If the value of damage is less than $500, you could face up to 6 months in jail and a $1,000 fine.
If the value of the damage is between $500 and $50,000, you could face up to two years in prison and $1,000 in fines.
If the value of property damage is more than $50,000 you will face a sentence of 1 to 10 years in prison and fines reaching up to $10,000.
Aggravated Criminal Damage to Property
Aggravated criminal damage to property is more serious than simple criminal damage. You could face this charge if you intentionally damage any structure, watercraft, or other vehicle where it is foreseeable that someone’s life might be endangered.
If you face this charge you could be sentenced to up to 1 to 15 years in prison and a fine of $10,000.
Damage to Property with Intent to Defraud
You could be facing this charge if you are accused of damaging property of your own or another’s with intent to defraud. This would apply to attempts to fraudulently collect insurance money or to defraud a lien holder, for instance.
This offense carries a potential sentence of up to 4 years in prison and fines of up to $10,000.

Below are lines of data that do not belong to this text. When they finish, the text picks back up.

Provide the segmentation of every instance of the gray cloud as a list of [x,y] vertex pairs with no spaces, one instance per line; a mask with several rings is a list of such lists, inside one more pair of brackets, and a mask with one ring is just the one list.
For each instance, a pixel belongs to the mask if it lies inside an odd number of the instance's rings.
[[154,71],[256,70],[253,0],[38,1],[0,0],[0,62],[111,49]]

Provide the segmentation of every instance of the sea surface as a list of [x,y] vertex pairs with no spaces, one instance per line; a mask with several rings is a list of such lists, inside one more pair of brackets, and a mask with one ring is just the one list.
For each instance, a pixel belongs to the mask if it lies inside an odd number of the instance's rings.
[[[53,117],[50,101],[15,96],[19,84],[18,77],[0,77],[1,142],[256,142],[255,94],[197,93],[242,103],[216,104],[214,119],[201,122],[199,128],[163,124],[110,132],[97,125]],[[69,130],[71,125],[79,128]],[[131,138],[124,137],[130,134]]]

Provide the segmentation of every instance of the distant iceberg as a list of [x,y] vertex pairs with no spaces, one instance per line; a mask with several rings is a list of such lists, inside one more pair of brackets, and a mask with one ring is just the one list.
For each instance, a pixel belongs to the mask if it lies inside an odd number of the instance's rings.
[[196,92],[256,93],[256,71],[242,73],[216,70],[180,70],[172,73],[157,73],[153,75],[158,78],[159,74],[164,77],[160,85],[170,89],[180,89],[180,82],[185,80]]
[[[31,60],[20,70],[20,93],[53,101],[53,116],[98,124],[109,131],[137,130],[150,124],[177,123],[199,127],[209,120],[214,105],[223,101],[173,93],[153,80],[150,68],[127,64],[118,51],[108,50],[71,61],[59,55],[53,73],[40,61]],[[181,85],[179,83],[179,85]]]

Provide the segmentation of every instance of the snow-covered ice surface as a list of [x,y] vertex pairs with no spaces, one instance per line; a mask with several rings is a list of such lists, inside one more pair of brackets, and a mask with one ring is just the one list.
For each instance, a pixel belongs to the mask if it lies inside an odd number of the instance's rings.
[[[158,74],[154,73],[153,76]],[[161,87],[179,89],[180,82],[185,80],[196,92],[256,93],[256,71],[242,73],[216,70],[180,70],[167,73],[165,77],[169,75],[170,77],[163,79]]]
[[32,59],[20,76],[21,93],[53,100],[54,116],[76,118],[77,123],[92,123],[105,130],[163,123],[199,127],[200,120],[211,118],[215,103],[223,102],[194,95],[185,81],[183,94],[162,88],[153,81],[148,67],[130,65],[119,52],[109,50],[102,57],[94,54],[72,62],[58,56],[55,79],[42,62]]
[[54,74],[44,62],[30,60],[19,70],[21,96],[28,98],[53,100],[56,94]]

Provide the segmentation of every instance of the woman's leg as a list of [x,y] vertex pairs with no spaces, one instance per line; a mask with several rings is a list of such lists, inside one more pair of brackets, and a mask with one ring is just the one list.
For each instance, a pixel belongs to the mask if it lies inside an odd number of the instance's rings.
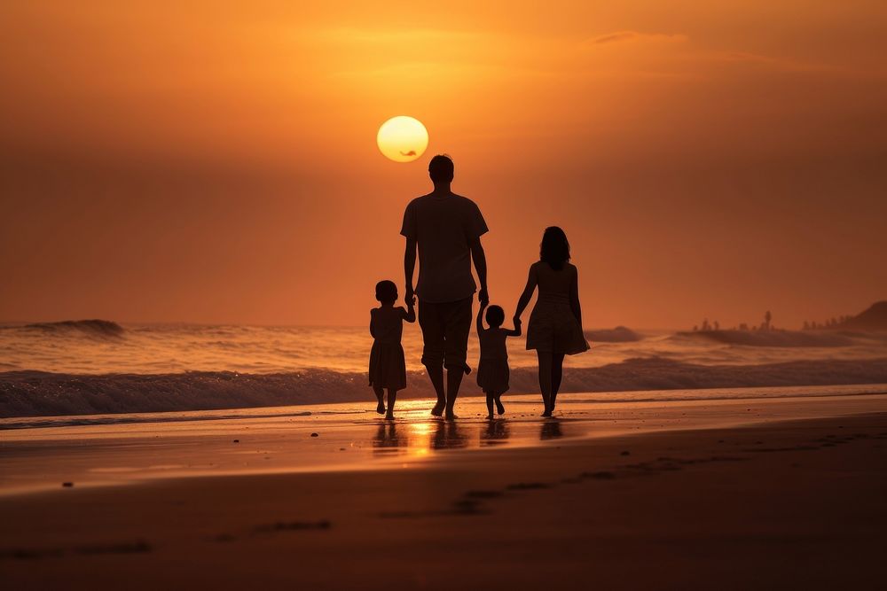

Criminal mischief is an extensive law. You could be charged with this offense if the prosecution has probable cause that you did any of the following:
- Tampered with the property of another without consent, and with the intent to interfere with the enjoyment of any rights of the owner or to deprive someone the full use of the property,
- Gave a false alarm of fire or other emergency,
- Drove a tack, nail, or spike into any tree located on the land of another,
- Pruned or topped trees or shrubs within the right-of-way of a state highway without prior permission, (all you gangsta prunas beware!)
- Gave a false report to law enforcement concerning a crime or an attempt to commit a crime,
- Threw any stone or other missile into a street or other roadway, public square or enclosure,
- Took temporary possession of any part of a place of business or remained in a business after being asked to leave the premises,
- Committed communication to any person to disrupt a public utility water service,
- Discharged any firearm at a train, or
- Put graffiti on any public or private property without consent.
A conviction of criminal mischief carries a potential sentence of up to 6 months in jail and a fine of up to $500.